Rosita Missoni, co-founder of the eponymous Italian knitwear label Missoni, has died aged 93. Alongside her husband Ottavio ‘Tai’ Missoni, who predeceased her in 2013, she made the family name synonymous with Italian fashion’s most joyous and instantly identifiable visual code: the Missoni zigzag knit.
As BBC News reports, the news was confirmed by the president of Italy’s Lombardy region, Attilio Fontana, who praised the brand’s iconic “multicoloured textures”. He described her death as “a great loss for Italy, Lombardy and for the province of Varese where she was born and lived”.
Rosita, whose parents both worked in the family’s shawl and embroidery factory, was born in 1931 in the town of Golasecca, Lombardy. While on a study trip to learn English in London, she met Tai while he was competing in the 400m hurdles at the 1948 Olympic Games. At the time, Tai was producing his own knit tracksuits, including bottoms with a zip so they could be put on over trainers, and Missoni had already developed an ahead-of-its time business idea manufacturing and selling tracksuits, which were later adopted by the Italian national team for which he competed.
“When I got married, four sewing machines arrived with my husband,” Rosita told the AFP news agency in a 2016 interview. The pair, who married in 1953, initially set up a machine-knitwear workshop in Gallarate, northwest of Milan. Their company was at first named Maglifio Jolly, and its nerve center was the four knitting machines they set up in the basement studio of their house. However by 1958, when their third child Angela was born, they had generated enough interest from retail clients including Biki and Rinascente to place their own name—Missoni—on the label of the garments they created.
If “color is the story of our life,” as Rosita once said, then hers was a life as rich and vivid as any of the patterns she and Ottavio invented. As Vogue reports, these inventions were made possible by their breakthrough 1962 experiment to use Raschel weaving machines to create highly distinct ‘fiammata’ (flames) patterned knitwear. A key element in that experiment’s success was Rosita’s heritage and expertise in textiles.
Their zigzag-shaped eureka moment four years later was finely timed. The vaguely psychedelic and wonderfully colorful patterns that Missoni was now proprietarily able to produce would fall in sync with the wider spirit of the 1960s, and also coincide with the rise of Italian ready-to-wear as an alternative to the hoity-toity French fashion incumbents. Missoni hosted some of its earliest fashion shows after the editor Anna Piaggi discovered the label in the mid 1960s. Its very first, fall 1966, was shown in Milan, before later presentations in Paris, the Pitti Palace in Florence, and London.

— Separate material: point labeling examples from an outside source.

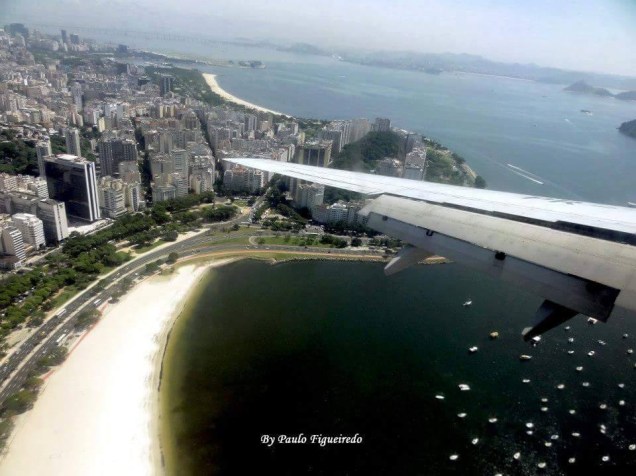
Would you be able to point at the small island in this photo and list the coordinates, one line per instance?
(585, 88)
(628, 128)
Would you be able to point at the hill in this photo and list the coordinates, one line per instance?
(628, 128)
(583, 87)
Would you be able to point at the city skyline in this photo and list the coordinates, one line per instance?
(586, 35)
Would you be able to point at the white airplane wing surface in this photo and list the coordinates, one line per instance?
(580, 257)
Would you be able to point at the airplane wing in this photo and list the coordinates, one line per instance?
(580, 257)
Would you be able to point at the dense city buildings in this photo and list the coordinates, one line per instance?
(105, 131)
(72, 180)
(72, 137)
(31, 227)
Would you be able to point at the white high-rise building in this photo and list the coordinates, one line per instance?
(53, 216)
(31, 227)
(180, 160)
(11, 242)
(42, 149)
(309, 195)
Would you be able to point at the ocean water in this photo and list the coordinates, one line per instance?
(337, 348)
(490, 121)
(330, 348)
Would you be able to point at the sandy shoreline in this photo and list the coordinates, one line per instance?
(210, 79)
(97, 414)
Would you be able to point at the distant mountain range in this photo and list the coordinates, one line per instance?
(584, 88)
(465, 63)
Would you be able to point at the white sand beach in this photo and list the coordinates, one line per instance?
(98, 414)
(216, 88)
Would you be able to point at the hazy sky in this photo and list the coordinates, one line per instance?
(593, 35)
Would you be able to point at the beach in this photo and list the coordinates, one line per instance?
(216, 88)
(97, 413)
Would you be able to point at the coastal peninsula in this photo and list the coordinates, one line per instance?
(628, 128)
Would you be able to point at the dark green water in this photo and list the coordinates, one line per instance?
(337, 348)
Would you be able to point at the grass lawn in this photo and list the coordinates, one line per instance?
(66, 294)
(293, 240)
(151, 246)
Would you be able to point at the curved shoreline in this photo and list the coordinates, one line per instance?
(214, 86)
(104, 399)
(96, 413)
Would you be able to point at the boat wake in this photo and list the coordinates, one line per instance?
(525, 174)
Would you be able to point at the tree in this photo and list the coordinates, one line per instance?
(87, 318)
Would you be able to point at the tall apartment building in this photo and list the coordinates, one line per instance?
(382, 124)
(31, 227)
(316, 153)
(72, 141)
(113, 151)
(359, 128)
(53, 216)
(42, 149)
(180, 160)
(72, 180)
(309, 195)
(11, 242)
(165, 84)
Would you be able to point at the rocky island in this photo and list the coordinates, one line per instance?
(628, 128)
(585, 88)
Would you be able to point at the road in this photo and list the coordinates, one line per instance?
(15, 371)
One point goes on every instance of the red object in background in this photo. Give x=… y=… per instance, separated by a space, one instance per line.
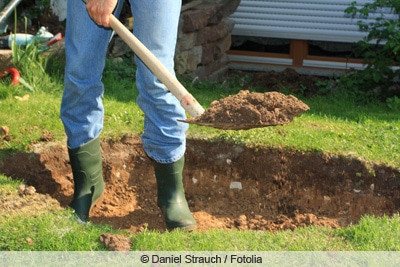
x=15 y=76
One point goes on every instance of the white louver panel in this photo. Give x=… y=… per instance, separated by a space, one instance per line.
x=320 y=20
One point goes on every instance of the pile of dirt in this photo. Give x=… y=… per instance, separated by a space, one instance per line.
x=247 y=110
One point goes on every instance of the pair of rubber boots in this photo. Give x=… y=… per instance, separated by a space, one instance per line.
x=86 y=163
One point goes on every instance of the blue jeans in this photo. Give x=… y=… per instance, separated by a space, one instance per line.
x=82 y=111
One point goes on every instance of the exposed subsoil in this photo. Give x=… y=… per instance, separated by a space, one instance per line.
x=227 y=186
x=246 y=110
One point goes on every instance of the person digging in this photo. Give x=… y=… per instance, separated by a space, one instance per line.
x=164 y=137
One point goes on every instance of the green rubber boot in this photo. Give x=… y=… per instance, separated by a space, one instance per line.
x=87 y=170
x=171 y=195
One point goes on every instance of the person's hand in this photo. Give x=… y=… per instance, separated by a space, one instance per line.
x=100 y=10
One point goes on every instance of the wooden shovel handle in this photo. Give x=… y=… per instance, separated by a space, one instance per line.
x=188 y=102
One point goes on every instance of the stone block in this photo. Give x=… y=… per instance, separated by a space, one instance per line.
x=212 y=33
x=201 y=16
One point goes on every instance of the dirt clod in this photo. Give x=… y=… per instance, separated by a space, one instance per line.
x=247 y=110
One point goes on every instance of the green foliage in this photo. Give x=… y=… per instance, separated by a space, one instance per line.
x=379 y=50
x=393 y=103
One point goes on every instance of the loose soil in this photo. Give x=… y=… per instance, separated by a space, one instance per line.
x=227 y=186
x=246 y=110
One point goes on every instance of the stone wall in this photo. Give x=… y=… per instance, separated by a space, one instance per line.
x=204 y=38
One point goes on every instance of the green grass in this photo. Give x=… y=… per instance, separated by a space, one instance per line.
x=336 y=124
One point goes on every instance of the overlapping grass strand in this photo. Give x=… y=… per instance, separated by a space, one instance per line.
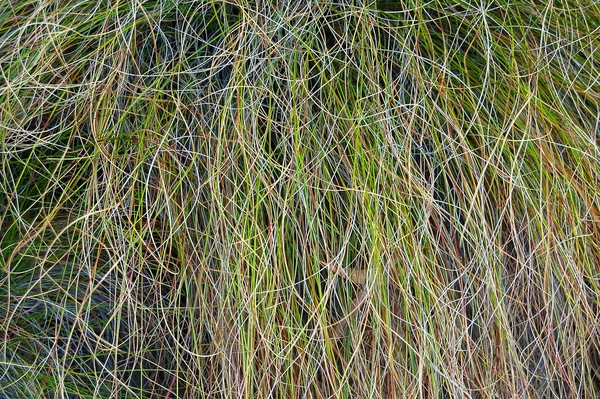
x=316 y=199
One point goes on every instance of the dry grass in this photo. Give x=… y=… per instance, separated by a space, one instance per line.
x=316 y=199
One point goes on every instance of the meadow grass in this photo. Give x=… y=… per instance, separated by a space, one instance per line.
x=280 y=199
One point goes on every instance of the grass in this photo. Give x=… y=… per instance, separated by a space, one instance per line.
x=316 y=199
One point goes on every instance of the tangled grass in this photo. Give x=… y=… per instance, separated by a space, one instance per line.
x=204 y=198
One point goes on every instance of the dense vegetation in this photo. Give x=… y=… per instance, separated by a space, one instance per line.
x=351 y=199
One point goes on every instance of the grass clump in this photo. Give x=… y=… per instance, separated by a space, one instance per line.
x=203 y=198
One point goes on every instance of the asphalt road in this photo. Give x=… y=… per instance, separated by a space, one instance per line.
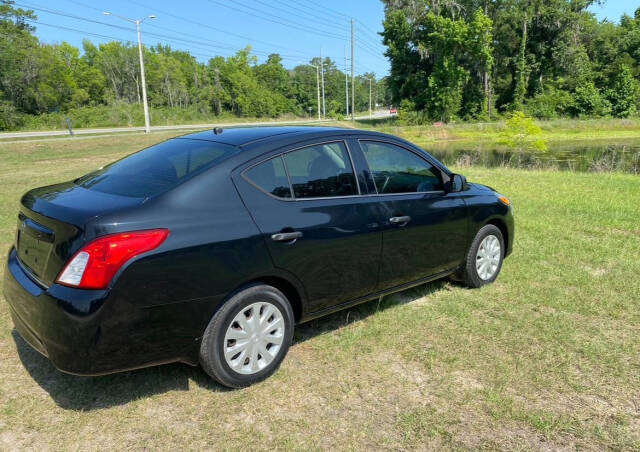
x=103 y=131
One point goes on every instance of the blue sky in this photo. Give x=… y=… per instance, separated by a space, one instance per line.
x=297 y=29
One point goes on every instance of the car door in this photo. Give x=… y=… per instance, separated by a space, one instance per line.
x=424 y=228
x=307 y=203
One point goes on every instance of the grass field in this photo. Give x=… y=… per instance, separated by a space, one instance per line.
x=546 y=358
x=489 y=132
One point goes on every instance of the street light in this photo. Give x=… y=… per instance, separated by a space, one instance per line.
x=370 y=113
x=147 y=127
x=318 y=85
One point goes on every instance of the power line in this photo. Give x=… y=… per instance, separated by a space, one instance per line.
x=206 y=43
x=315 y=18
x=200 y=24
x=326 y=9
x=279 y=20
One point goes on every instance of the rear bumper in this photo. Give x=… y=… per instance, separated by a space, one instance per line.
x=510 y=230
x=89 y=332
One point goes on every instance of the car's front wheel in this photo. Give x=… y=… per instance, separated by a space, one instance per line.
x=485 y=256
x=248 y=337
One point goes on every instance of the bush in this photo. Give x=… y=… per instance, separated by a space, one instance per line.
x=589 y=102
x=624 y=94
x=522 y=134
x=10 y=118
x=551 y=103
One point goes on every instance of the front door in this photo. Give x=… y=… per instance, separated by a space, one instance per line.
x=307 y=204
x=424 y=228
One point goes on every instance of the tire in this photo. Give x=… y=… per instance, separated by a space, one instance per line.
x=241 y=328
x=471 y=275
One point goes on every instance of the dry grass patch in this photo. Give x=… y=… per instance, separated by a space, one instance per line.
x=548 y=358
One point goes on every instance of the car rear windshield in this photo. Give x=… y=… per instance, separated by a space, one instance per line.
x=156 y=169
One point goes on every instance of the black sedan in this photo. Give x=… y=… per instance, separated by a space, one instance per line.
x=208 y=248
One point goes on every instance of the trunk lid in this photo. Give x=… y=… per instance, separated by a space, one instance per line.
x=51 y=225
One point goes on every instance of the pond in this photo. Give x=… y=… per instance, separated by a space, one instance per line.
x=592 y=156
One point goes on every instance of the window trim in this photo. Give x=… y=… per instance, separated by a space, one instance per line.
x=423 y=157
x=284 y=163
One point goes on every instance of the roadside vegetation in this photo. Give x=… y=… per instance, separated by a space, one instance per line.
x=546 y=358
x=450 y=61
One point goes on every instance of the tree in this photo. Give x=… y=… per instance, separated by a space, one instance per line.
x=623 y=94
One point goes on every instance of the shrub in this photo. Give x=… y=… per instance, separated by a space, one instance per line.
x=522 y=134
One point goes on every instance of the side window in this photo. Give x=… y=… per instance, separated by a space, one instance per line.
x=320 y=171
x=398 y=170
x=271 y=177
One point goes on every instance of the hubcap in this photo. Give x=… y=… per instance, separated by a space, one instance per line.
x=254 y=338
x=488 y=257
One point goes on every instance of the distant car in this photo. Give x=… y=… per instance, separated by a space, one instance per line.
x=208 y=248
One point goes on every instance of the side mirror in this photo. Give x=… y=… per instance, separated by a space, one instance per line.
x=457 y=183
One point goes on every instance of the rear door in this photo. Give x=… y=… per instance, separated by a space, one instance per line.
x=424 y=228
x=307 y=203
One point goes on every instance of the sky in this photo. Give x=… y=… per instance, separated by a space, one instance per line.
x=296 y=29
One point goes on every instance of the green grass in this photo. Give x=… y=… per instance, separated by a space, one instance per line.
x=489 y=132
x=548 y=357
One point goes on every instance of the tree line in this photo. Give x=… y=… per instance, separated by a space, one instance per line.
x=38 y=78
x=477 y=59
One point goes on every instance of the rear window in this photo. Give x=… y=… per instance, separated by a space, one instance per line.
x=156 y=169
x=271 y=177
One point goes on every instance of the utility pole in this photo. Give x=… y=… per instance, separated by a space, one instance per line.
x=346 y=82
x=324 y=109
x=147 y=127
x=370 y=112
x=353 y=76
x=318 y=84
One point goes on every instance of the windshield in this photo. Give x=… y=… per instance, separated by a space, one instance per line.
x=157 y=169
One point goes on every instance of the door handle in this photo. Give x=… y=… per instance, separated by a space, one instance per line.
x=400 y=220
x=286 y=236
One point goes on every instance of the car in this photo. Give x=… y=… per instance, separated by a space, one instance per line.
x=208 y=248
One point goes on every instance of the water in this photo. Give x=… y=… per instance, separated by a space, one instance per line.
x=589 y=156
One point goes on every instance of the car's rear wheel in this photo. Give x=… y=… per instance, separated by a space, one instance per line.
x=485 y=256
x=248 y=337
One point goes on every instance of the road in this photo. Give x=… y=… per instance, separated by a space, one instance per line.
x=104 y=131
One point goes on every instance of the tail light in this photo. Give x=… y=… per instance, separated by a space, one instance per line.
x=95 y=264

A controversy erupted – which turned out to be great luck for developing brand awareness – over the see-through quality of clothing. Models were asked to remove their white bras because they could be seen under blouses, and Rosita and Tai didn’t realize that the sweaters would appear see-through under the bright catwalk lights. The scandal propelled the brand into global fame.
During the 1970s Missoni’s signature motifs would come to communicate progressive Italian fashion across the US. This was in part thanks to the support of Vogue editor Diana Vreeland, who in November 1970 invited the Missonis to show their collections to an audience of buyers and Vogue staffers at the Palace Hotel. The Missoni look was christened the ‘put-together’: Saks Fifth Avenue and Neiman Marcus began stocking it shortly afterwards, and Bloomingdale’s gave the newcomer its own store-in-store. When Milan Fashion Week formally began a few years later, Missoni was amongst the founding brands. During the 1980s it established a homewares business and expanded into fragrance and beauty.
According to Vogue, after more than 40 years leading the house—and a self-confessed slump during the 1990s—Rosita and Ottavio began handing down control of the family business to sons Vittorio and Luca and daughter Angela (who presented her first collection as creative designer in 1997). “My mother was equal parts creative visionary and fearless leader,” Angela told Vogue. “She had the determination to make things happen and, together with my father, changed the course of fashion. She brought this same energy to every part of our family life—she showed us how to live life in color and created a Missoni lifestyle long before the term lifestyle brand was coined.”
While their children worked to effectively revitalize the visual language their parents had created, Rosita, unwilling “to live like a grandmother,” focused specifically on the Missoni Home part of the business. This enabled her to pursue multiple passions; for decoration, research trips, homemaking, and even scuba diving and mushroom-hunting.
After enduring a cruel 2013, the year in which Vittorio died in a plane crash shortly before Ottavio passed away, Rosita continued to lead her now sprawling family in great style. This last September, she was an enthusiastic guest at the presentation of her granddaughter Margherita’s label, Maccapani. As she once told Vogue of her appetite for fashion and design: “It’s a pleasure and a passion, and it has come from living this wonderful life.”